Ницше считал, что человек «строит философию, как бобер: он не знает, что это вынужденно». То же утверждение, видимо, верно и по отношению к изобразительному искусству, и в частности к портретам. Сущность живописи ухватить непросто; как строит свои сооружения бобер, так же складываются части целого и эффекты – изгиб, напряжение, наклон. Сезанн был художником по наклонности, как он любил говорить. Позирующая Ортанс изображена под наклоном, потому что строптива. Иного Сезанн и не искал: в этом смысле он не был разочарован. «Думаете, так легко написать портрет?» – ворчал он, пытаясь объяснить Анри Гаске:
Между нами, Анри, – то есть между тем, что создает вашу и мою индивидуальность, есть этот мир и солнце, они существуют, и мы оба их видим.

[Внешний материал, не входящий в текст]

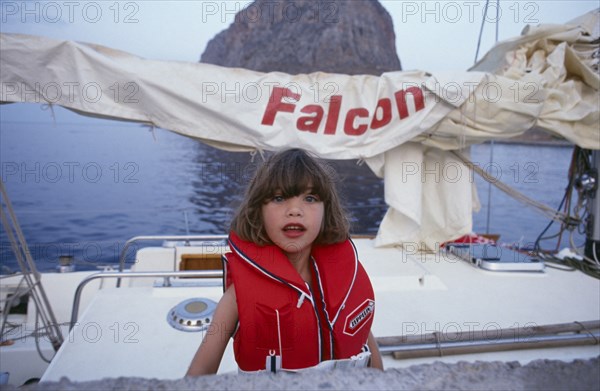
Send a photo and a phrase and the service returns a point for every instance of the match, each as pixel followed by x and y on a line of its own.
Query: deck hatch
pixel 192 315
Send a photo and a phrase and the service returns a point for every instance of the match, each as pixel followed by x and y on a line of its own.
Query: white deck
pixel 124 332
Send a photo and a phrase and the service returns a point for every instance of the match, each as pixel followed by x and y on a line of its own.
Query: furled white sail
pixel 401 123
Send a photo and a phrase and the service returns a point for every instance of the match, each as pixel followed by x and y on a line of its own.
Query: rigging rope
pixel 540 207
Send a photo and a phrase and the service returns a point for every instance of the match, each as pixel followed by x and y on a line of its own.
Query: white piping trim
pixel 279 333
pixel 351 284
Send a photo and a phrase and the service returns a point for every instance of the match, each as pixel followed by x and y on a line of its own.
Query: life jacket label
pixel 359 317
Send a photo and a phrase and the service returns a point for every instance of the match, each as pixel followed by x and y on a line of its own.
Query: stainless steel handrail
pixel 186 238
pixel 119 275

Наши одежды, тела, игра света – сквозь все это мне нужно прорваться. И малейший неверный мазок может все испортить. Если я буду прислушиваться к своим чувствам, то смещу ваш глаз в сторону. Если я свяжу с выражением вашего лица целую систему небольших вкраплений синего и коричневого, которые здесь есть и соединяются вместе, на своем холсте я запечатлею вас таким, как есть. Мазок за мазком, мазок за мазком. Но если я буду бесстрастным, если буду рисовать и писать как в академиях, я ничего не увижу. Только рот или нос, «как по писаному», всегда одинаковый – ни души, ни загадки, ни страсти. У мольберта я всякий раз другой человек и всегда – Сезанн.
Он повернулся к сыну Гаске:
Взгляните на своего отца, Гаске, вот он сидит, верно? Курит трубку. Слушает вполуха. Думает… интересно о чем? При этом его обуревают чувства. Его глаз меняется. Бесконечно малая величина, атом света, изменил его изнутри и встретился с неменяющейся или почти неменяющейся шторой на окне. И вы видите, как этот едва заметный, неуловимый тон, потемневший под веком, сместился. Хорошо. Я это поправлю. Но теперь зеленый свет рядом с ним кажется слишком ярким. Я его смягчаю. ‹…› Прохожусь по всей поверхности почти невидимыми мазками. Глаз смотрится лучше. Но есть еще один. Видится мне, что он прищурен. И смотрит, смотрит на меня. Хотя на самом деле обращен на свою жизнь, на прошлое, на вас, не знаю, на что еще, но только не на меня, не на нас…
Анри Гаске: Я вспомнил тот козырь, который держал вчера до третьей взятки.
СЕЗАНН: Вот видите!
Для Сезанна, как и для Пруста, человеческое лицо было «лицом божества в какой-нибудь восточной теогонии, соединением лиц, совмещенных в разных ракурсах, так что их нельзя увидеть все сразу». Он никогда не видел Ортанс сразу во всех ипостасях. Каждый раз это была другая женщина – и по-прежнему она. Действительно, она всегда узнаваема. За озарениями и мириадами ликов одна деталь в ее облике неизменна: верхняя губа. Душа мадам Сезанн зашифрована в верхней губе.